# Rest in peace Boiuna



## Mart2289 (Dec 7, 2011)

My baby fish passed away last night after a long fight. He will be missed. Boiuna was a good fish for any aquarium. He would swim around happily all day long and would come to meet your hand when he was hungry.
I hope he his happy now where he is and I hope he will swim an eternity with the other fishes under the *rainbow* brigde.

Rest in peace baby and be happy forever!


----------



## Kitty Whiskers (Sep 28, 2009)

He sure was Beautiful. RIP... Sorry for your loss. I just lost one of my Bettas on Monday


----------



## Mart2289 (Dec 7, 2011)

I sure know what it's lie... I'm sorry too... They will de missed...


----------



## Olympia (Aug 25, 2011)

He was a gorgeous little guy, I'm sure he had a great life with you.
R.I.P <3


----------



## bettanova2 (Mar 18, 2012)

I'm sorry for your loss


----------



## LebronTheBetta (Apr 23, 2012)

I am so sorry. He was a pretty one. I hope you can move on and so is Boiuna to the Great Big Tank in the skies.

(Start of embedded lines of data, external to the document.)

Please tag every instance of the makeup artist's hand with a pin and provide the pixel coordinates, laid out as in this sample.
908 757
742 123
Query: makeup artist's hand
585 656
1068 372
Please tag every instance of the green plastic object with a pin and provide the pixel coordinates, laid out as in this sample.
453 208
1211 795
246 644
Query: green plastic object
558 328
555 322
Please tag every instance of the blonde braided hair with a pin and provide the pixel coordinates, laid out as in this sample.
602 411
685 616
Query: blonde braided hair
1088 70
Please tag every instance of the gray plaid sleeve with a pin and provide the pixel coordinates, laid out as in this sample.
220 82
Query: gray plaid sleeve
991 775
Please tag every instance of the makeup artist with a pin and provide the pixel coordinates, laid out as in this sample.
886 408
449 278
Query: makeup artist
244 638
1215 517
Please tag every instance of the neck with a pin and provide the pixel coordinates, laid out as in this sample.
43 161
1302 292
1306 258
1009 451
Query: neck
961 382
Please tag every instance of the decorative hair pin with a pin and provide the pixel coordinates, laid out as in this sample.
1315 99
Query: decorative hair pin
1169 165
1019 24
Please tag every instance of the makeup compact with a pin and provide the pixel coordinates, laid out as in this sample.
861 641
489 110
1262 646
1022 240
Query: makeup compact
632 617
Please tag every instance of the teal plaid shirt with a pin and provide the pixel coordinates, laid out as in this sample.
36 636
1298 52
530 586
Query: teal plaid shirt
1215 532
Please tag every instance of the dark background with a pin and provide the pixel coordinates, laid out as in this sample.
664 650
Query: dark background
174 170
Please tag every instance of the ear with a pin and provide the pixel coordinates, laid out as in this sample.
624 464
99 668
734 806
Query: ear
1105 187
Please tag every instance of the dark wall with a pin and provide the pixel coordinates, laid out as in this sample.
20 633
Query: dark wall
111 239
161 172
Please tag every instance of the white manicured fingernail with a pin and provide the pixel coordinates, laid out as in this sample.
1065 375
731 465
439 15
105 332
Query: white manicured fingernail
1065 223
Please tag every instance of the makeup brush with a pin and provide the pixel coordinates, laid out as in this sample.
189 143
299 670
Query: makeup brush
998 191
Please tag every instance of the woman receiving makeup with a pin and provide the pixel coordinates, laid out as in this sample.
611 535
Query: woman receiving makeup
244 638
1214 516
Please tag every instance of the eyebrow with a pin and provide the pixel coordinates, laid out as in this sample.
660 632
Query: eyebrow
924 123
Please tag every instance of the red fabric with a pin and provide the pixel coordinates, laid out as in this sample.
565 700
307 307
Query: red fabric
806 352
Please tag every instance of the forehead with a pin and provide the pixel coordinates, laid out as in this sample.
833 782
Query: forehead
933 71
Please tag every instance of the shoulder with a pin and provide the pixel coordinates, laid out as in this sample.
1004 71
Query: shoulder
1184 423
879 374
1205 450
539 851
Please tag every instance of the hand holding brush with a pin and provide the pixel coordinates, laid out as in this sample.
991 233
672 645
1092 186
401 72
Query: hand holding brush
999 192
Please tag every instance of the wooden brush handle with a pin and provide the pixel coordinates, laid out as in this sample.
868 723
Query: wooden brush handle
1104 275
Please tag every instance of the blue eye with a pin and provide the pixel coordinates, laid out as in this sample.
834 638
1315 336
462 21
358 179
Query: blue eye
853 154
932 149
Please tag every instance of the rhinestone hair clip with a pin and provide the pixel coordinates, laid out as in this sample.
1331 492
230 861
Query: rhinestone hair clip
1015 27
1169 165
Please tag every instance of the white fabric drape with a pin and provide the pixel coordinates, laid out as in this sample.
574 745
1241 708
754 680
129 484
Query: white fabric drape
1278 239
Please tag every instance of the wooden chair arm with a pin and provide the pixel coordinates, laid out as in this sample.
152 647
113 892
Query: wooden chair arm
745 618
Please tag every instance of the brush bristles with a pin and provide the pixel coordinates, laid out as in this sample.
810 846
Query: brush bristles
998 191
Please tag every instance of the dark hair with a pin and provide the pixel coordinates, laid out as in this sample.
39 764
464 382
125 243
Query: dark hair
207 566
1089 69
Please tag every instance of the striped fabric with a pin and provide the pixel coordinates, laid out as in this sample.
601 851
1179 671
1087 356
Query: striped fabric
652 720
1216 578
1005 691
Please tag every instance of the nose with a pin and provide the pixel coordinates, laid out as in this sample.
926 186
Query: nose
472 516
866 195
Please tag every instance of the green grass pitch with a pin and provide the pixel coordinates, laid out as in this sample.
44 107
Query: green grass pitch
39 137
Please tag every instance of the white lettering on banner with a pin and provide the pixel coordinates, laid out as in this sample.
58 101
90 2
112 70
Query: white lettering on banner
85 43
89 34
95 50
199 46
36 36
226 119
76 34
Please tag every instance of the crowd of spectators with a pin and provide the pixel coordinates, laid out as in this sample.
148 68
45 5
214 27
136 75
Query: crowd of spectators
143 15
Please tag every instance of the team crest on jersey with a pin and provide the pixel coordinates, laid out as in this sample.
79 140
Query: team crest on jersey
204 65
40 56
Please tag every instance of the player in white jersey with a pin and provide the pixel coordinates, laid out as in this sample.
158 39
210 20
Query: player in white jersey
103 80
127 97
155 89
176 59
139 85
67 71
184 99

I wish the best for you both.


----------



## Jessicatm137 (Mar 22, 2012)

He was beautiful, I'm sorry you lost him.


----------



## shadowpony (Apr 15, 2012)

Aww.. he was so pretty. Sorry for you loss. R.I.P


----------



## dramaqueen (Jul 7, 2008)

I'm so sorry for your loss. He was so pretty.


----------